Is it alright with you if I add a link to this post at the end of mine?
Last edited by Bhazor; 08-12-2011 at 12:16 AM.
07-07-2012, 03:44 PM #4
- Join Date
- Jul 2012
I need help!
I would like to keep using Civilization 3 on my new netbook (acer aspire one 722 - windows 7).
On my last one (acer aspire one 751 - windows Xp) it was running fine.
I tried to install with the Win Xp compatibility set, but I unable to use it.
When I run it it just quit after few second?
08-12-2011, 12:41 AM #5
I assumed all netbooks would have integrated graphics, seeing as they are so much smaller, and it seems like only recently that dedicated GPUs in notebooks became common, and not just dedicated to gaming laptops.

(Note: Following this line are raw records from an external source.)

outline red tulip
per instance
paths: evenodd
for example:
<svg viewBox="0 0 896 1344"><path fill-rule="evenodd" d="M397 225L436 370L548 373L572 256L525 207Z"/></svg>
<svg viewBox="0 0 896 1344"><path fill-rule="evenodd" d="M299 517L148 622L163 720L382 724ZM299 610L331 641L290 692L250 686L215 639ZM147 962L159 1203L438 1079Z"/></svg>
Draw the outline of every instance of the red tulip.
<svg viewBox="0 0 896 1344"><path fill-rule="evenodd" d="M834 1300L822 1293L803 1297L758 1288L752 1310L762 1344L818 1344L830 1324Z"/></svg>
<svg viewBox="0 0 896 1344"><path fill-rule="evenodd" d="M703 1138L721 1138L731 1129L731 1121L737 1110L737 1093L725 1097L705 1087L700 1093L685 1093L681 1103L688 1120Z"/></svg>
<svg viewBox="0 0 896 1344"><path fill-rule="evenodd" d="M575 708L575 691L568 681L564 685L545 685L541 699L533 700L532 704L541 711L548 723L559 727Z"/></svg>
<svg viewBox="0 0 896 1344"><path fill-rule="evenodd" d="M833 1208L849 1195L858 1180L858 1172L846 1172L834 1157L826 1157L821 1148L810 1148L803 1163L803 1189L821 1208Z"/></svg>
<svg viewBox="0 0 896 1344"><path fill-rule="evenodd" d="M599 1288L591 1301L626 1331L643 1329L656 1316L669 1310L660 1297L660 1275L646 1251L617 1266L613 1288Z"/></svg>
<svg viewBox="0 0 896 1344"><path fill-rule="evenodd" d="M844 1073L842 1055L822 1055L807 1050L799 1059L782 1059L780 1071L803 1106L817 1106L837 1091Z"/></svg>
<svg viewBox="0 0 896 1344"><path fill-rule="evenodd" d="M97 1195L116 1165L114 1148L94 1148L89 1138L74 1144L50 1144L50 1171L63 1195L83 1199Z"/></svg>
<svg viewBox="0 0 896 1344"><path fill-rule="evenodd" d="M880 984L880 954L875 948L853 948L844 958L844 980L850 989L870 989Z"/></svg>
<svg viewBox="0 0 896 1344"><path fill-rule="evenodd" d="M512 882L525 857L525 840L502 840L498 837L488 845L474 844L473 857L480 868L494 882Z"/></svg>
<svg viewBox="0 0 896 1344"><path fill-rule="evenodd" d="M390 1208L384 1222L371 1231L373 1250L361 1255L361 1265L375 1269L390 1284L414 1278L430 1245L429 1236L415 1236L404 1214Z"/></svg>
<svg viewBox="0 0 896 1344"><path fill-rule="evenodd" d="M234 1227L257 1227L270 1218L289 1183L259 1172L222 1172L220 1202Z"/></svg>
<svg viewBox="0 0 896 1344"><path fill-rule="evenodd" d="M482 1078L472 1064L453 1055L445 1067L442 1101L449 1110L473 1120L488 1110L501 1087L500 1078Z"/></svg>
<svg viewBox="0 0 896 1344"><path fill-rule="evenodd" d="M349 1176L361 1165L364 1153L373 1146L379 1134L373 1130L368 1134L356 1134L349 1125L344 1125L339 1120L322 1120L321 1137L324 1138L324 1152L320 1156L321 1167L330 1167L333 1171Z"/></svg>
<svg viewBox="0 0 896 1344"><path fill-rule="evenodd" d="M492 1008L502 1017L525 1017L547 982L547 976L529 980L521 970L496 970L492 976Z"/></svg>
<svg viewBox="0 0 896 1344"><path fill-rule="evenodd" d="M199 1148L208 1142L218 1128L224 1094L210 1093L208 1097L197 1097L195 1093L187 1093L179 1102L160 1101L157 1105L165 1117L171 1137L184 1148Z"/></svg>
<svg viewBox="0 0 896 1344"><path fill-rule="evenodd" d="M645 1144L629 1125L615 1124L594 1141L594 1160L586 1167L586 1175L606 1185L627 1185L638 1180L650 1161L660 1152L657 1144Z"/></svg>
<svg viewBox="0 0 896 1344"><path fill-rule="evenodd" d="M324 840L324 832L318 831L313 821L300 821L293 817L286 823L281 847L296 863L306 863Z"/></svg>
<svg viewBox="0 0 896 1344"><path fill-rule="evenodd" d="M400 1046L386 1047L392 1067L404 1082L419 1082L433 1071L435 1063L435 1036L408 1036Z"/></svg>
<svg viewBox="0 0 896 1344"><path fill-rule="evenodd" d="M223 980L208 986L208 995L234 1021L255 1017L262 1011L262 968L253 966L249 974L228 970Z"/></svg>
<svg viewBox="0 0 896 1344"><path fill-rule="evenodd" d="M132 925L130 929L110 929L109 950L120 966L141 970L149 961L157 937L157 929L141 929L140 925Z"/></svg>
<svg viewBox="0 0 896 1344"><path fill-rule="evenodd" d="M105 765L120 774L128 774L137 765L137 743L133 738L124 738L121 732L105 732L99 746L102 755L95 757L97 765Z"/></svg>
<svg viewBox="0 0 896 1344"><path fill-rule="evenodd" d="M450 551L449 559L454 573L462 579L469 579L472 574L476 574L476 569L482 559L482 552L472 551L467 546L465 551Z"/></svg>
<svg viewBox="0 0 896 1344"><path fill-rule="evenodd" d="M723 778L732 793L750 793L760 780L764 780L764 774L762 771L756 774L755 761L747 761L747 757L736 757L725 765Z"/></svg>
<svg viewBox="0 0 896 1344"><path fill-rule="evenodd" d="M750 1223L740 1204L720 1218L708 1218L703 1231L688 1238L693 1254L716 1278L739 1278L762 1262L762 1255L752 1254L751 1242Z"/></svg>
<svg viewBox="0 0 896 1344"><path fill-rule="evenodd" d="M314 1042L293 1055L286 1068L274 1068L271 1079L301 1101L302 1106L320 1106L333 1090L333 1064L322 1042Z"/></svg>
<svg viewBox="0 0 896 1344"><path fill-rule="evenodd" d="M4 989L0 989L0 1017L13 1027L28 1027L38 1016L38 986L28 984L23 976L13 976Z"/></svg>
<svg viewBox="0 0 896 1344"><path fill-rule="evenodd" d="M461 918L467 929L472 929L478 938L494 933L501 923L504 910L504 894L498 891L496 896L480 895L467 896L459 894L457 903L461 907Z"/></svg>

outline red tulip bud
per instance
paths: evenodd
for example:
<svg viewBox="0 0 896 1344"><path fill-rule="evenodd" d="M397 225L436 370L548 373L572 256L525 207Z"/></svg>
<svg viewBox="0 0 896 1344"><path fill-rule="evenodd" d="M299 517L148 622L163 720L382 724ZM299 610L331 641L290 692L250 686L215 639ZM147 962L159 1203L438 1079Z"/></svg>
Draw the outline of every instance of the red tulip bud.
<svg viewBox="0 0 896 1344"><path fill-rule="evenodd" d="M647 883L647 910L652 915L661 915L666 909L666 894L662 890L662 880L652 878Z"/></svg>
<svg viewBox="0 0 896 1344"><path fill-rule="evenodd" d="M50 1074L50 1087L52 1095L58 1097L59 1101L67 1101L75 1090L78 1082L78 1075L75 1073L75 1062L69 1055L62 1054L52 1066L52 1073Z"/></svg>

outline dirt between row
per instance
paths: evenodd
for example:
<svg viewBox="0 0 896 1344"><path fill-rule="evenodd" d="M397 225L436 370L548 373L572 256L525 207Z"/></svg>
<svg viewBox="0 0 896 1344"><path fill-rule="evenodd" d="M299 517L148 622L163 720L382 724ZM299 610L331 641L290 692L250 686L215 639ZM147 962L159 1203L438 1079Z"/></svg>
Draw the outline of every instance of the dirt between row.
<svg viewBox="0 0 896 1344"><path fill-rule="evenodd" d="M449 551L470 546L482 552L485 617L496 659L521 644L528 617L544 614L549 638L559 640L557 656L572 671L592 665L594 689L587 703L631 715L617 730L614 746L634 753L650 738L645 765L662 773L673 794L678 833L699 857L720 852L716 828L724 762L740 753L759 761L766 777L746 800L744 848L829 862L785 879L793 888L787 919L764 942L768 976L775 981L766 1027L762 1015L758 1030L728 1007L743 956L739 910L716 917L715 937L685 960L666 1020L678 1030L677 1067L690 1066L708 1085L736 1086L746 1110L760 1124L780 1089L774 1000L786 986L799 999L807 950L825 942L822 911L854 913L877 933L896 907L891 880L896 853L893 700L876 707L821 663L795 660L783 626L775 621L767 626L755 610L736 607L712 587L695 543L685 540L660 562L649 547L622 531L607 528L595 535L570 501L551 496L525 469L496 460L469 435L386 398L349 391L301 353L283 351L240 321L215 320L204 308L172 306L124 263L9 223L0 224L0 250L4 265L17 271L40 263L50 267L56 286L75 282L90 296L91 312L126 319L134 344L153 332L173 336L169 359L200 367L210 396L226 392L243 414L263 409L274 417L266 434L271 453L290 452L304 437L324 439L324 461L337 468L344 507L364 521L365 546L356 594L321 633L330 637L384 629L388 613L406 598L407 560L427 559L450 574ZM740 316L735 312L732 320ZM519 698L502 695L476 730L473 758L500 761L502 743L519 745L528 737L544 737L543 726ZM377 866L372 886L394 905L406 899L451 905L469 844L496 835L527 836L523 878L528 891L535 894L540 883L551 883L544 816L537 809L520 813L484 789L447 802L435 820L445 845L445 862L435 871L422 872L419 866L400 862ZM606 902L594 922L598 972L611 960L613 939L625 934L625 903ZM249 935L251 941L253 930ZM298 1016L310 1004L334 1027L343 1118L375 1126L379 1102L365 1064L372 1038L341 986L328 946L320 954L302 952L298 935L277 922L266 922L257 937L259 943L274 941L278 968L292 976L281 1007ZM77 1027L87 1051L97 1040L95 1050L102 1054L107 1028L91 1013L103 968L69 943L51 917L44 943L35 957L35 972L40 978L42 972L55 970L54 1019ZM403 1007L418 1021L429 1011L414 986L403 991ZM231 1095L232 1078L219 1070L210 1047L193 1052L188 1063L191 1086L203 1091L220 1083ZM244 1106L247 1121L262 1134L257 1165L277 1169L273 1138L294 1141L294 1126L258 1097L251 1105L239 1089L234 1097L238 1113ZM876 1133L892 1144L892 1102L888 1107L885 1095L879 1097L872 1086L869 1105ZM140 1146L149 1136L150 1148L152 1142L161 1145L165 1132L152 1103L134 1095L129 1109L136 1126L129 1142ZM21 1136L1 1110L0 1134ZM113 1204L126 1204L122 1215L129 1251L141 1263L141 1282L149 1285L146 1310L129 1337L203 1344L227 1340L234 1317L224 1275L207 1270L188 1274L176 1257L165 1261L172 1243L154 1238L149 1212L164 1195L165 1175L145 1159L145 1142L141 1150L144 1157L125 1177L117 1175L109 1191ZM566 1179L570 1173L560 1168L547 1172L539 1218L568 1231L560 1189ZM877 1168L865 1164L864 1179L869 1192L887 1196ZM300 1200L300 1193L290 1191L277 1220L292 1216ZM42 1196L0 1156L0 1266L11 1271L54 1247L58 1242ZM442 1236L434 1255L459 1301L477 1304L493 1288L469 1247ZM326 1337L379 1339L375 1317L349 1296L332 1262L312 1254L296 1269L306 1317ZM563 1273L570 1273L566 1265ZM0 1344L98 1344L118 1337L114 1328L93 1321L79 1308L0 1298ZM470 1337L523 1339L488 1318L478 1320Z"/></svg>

The one I have on order for my travels has integrated graphics, but it's alright. I think it'll still run Terraria and some of the other indie games I've picked up lately, but at the very least... GOG.
08-12-2011, 01:10 AM #6
Well Netbooks have definitely jumped in quality the past year or so. I guess they're competing against the tablet fad but the number of people I see everyday having to plug in a portable keyboard in order to use their iPad is making me question their longevity.
On topic I'd heartily recommend the AO 522 to anyone who asks about a portable gaming pc. It's not much weaker than a decent gaming laptop, is about a third the wieght and a fifth the price. It also has a battery that lasts 3-4 hours at highish strain or around 8 if you're just typing so unlike a high end laptop it's actually portable.